In a talk with MIT, he said the company is working on helping artists find the use cases for their work and reassure them that their jobs won’t be taken. He also argues that in many cases, we’re already using A.I. for artwork even if we don’t realize since a photo taken on an iPhone can involve multiple neural networks to optimize an image.

“It’s just another technology that will help you do things in a better way and express you better,” he said.

****

Demis Hassabis

CEO, Google DeepMind

“At DeepMind, we’re quite different from other teams in that we’re pretty focused around this one moonshot goal of AGI. We’re organized around a long-term roadmap, which is our neuroscience based thesis, which talks about what intelligence is and what’s required to get there.” — source

With a PhD in cognitive neuroscience from the University College London, Hassabis made waves by cofounding neural networking startup DeepMind more than a decade ago. The company, which was acquired by Google in 2014, aims to build powerful computer networks that mimic the way the human brain works. In April, Hassabis took command of Google’s overall A.I. efforts, after a reorg that merged the internet giant’s various A.I. teams.

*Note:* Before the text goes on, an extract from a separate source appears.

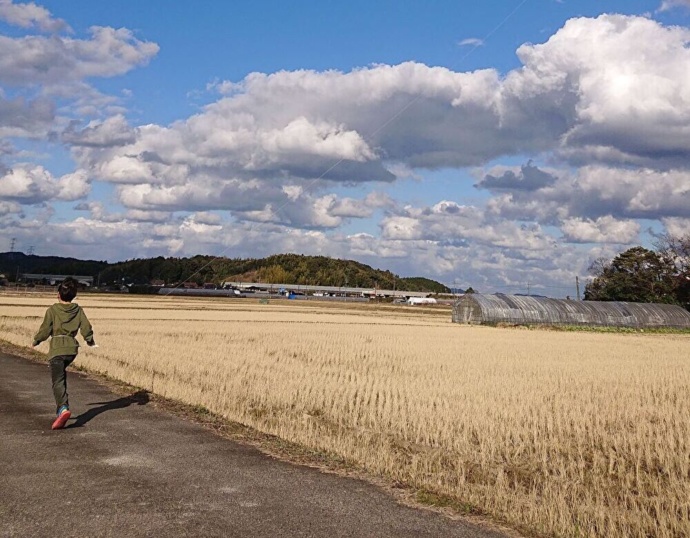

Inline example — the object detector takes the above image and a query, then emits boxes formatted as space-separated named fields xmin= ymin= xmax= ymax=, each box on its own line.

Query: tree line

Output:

Hassabis says he got into programming through his love of chess. The former child chess prodigy even bought his first computer from the winnings of chess tournaments. Now, he uses the problem solving and planning required from the game plus his neuroscience background in his work on A.I., which he believes is going to be “the most beneficial thing to humanity ever.”

He thinks AGI could happen within a decade, and describes DeepMind as neuroscience-inspired A.I. and one of the best ways to address complex questions about the brain. “We could start shedding light on some of the profound mysteries of the mind like the nature of consciousness, creativity, and dreaming,” he told Ford. And when it comes to whether machine consciousness is possible, he says he’s open minded about that, but thinks “it could well turn out that there’s something special about biological systems” that machines couldn’t match.

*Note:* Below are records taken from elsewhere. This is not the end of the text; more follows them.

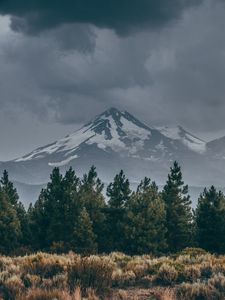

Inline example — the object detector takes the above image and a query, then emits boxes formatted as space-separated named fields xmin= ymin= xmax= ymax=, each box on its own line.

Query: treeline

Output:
xmin=0 ymin=162 xmax=225 ymax=255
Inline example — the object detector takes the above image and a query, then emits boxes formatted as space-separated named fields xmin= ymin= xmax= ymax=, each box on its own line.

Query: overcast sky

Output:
xmin=0 ymin=0 xmax=225 ymax=160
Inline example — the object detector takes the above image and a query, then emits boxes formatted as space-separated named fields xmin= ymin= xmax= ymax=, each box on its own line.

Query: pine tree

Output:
xmin=125 ymin=177 xmax=166 ymax=254
xmin=72 ymin=208 xmax=97 ymax=255
xmin=29 ymin=168 xmax=82 ymax=251
xmin=0 ymin=191 xmax=21 ymax=255
xmin=0 ymin=170 xmax=19 ymax=207
xmin=0 ymin=170 xmax=30 ymax=246
xmin=107 ymin=170 xmax=131 ymax=208
xmin=162 ymin=162 xmax=193 ymax=252
xmin=28 ymin=189 xmax=49 ymax=250
xmin=105 ymin=170 xmax=131 ymax=252
xmin=79 ymin=166 xmax=107 ymax=252
xmin=195 ymin=186 xmax=225 ymax=253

In 2016, DeepMind’s A.I. system AlphaGo beat Lee Sedol, the world’s top human player at the strategy game Go, in which players place stones on a 19 by 19 grid, in a best-of-five match viewed by more than 200 million online. Sedol’s defeat to the system was especially shocking since experts said such an outcome wasn’t expected for another decade.

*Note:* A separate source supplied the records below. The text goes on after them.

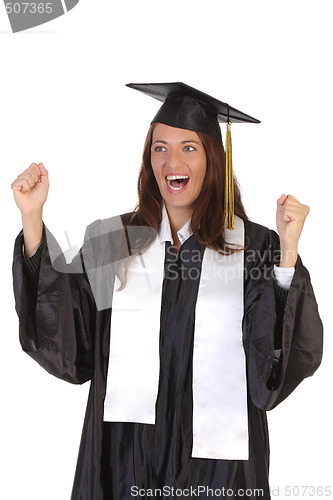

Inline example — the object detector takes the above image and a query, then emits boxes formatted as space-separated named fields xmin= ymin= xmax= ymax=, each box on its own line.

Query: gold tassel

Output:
xmin=224 ymin=122 xmax=235 ymax=229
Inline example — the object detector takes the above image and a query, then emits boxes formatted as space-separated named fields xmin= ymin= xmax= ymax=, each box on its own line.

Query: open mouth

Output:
xmin=166 ymin=175 xmax=190 ymax=191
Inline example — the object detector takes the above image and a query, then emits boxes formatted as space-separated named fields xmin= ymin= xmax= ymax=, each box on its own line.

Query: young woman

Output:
xmin=12 ymin=84 xmax=322 ymax=500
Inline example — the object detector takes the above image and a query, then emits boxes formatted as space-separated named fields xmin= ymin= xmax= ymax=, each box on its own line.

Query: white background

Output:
xmin=0 ymin=0 xmax=333 ymax=500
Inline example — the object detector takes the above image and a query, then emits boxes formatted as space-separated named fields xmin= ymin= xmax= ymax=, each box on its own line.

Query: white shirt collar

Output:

Moments like that have made DeepMind the leading face of AGI. But it’s not all games. DeepMind is behind AlphaFold 2, an A.I. system has predicted the 3-D structures of almost every known protein. DeepMind has made these predictions available in a public database. It’s a discovery that could accelerate drug development and that earned Hassabis and senior staff research scientist John Jumper a $3 million Breakthrough Prizes in Life Sciences award. Hassabis also co-founded and runs a new Alphabet-owned company, Isomorphic Labs, dedicated to using A.I. to help in drug discovery.